I’ve straddled the fence on the whole Strasburg-as-an-All-Star-now issue, but even Saturday’s 96-pitch, 5 inning, 5 strikeout, 2 walk no-decision against the Mets — home plate umpire Scott Barry called a very tight zone against him, and he threw way too many first inning changeups — I’m falling firmly on one side of the debate.

Go ahead, put the young man on the NL roster..

Oh, I get it that his big league resume is on the scant side. He’ll have, what, eight starts by the break? To that I say, so what?

Ask yourself a few questions:

1. Is he one of the dozen or so best starting pitchers in the National League?

2. Does there appear to be anything even mildly fluky about his success so far?

3. Would NL skipper Charlie Manuel like the peace of mind that would come from having Strasburg in the bullpen to face even a single hitter in a clutch situation? (The game “counts,” as you may have heard, inasmuch as the winning league gets home field advantage in the World Series.)

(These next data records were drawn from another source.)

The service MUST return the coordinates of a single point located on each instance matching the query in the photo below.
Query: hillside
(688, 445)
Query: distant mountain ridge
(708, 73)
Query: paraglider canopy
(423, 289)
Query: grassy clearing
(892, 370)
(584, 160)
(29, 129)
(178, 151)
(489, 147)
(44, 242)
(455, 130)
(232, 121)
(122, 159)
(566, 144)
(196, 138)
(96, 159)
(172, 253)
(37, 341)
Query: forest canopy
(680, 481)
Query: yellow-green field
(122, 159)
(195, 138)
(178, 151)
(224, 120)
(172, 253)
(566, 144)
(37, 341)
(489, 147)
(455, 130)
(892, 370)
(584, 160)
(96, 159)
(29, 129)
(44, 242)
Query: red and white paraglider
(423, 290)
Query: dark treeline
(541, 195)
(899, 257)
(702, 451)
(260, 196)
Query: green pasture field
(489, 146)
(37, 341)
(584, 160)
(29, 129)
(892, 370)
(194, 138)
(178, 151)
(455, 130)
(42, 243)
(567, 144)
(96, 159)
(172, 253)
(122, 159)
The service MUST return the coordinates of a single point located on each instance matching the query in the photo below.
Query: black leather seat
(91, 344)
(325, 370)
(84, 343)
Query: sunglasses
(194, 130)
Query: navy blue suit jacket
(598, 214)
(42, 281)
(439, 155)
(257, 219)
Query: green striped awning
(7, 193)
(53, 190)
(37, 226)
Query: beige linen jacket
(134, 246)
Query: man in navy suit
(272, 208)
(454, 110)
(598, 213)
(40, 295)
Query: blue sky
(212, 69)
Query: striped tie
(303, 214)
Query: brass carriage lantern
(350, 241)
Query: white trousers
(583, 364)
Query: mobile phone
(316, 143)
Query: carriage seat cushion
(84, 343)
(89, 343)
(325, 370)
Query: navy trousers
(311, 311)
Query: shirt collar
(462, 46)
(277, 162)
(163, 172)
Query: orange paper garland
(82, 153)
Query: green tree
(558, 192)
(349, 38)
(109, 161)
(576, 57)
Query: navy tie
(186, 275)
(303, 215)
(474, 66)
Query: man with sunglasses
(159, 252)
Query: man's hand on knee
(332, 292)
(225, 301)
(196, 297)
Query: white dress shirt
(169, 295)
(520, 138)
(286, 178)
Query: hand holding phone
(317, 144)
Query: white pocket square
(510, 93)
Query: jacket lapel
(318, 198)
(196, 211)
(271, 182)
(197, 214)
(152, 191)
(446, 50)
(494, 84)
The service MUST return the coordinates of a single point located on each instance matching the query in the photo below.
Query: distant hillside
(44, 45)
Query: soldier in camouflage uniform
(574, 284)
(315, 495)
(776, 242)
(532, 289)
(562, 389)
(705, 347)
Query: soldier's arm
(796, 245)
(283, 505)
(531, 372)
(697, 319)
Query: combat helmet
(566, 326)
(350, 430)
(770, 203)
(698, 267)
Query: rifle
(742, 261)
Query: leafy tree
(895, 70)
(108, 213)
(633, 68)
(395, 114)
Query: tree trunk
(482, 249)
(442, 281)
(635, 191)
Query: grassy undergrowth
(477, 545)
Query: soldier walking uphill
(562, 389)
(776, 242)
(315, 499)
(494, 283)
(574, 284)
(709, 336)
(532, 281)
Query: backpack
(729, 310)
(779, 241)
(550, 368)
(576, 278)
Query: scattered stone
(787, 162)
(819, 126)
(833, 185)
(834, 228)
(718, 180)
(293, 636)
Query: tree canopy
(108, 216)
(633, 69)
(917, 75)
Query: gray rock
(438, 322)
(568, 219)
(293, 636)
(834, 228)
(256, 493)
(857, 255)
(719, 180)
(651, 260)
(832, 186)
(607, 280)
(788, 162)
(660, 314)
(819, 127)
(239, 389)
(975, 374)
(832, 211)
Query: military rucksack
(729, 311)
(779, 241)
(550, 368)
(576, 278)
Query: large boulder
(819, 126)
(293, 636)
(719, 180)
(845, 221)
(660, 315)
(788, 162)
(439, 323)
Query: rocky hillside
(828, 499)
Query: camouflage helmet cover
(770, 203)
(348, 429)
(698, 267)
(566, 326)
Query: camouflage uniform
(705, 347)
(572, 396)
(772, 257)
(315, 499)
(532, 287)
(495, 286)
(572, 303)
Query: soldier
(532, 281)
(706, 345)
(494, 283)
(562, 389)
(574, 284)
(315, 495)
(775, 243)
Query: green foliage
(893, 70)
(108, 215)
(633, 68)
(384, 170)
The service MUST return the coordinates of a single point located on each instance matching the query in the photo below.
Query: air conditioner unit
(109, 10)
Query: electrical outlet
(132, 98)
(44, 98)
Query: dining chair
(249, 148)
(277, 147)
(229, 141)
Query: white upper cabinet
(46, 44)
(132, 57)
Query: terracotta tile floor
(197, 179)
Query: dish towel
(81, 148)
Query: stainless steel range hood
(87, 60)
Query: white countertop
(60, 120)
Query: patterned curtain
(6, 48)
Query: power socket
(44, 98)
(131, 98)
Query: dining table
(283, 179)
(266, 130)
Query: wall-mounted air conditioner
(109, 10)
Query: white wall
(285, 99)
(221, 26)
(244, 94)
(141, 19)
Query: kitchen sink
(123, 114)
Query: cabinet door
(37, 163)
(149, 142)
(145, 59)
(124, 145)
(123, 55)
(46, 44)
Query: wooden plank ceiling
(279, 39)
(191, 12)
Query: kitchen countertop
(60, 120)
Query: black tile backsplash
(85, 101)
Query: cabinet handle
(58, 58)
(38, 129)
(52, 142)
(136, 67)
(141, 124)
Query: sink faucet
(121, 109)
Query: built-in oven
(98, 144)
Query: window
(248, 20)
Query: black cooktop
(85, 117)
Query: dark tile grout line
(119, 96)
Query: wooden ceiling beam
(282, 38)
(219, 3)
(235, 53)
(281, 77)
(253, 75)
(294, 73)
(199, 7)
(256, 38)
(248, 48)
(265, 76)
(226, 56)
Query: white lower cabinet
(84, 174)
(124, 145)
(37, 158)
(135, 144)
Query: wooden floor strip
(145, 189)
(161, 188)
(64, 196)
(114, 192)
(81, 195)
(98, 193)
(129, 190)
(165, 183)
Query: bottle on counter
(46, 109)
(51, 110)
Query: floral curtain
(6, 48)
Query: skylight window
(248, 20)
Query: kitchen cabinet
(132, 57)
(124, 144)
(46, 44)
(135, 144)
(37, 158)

4. Is the game for the fans?

5. Would his participation enhance the TV ratings?

If you’re like me, your answers are yes, no, yes, yes, and unquestionably.

It’s not like there’s any set criteria for making the All-Star team. The accepted criteria is that it’s for the players who’ve had superlative first halves, and for the aging stars of the game that the fans want to see on the big stage. To put Strasburg on the NL team with so few starts is not totally unlike putting an aging Carl Yastrzemski on the AL All-Star team his last couple of seasons. The fans still wanted to see Yaz, and the game is, after all, for the fans.

The fans of 2010 clearly want to see Strasburg. Every one of his road starts has sold more tickets than those games would’ve sold under ordinary circumstances. His home starts have drawn full-or-nearly-full houses. Local fans are finding out the meaning of “standing room.”

Here’s an entirely unscientific point: In their sixth year in Washington, the incidence of fans yelling “OOOOOHHHHHHHH” during the national anthem has diminished to a barely audible handful. At Strasburg’s home start, it’s much louder, telling you a lot of fans are venturing down the B-W Parkway to check him out.

I can respect the argument that Strasburg’s inclusion might squeeze another player off of the All-Star roster who may never get that opportunity again, but that may happen anyway, based more on the required selection of one player from every team. There’s an All-Star feature that can use some tweaking. Over the years a lot of those guys end up never getting in the game anyway, unless it’s in their home park

The fans don’t vote for the pitchers, but if they did, I have not the slightest doubt they’d send Washington’s #37 to Anaheim.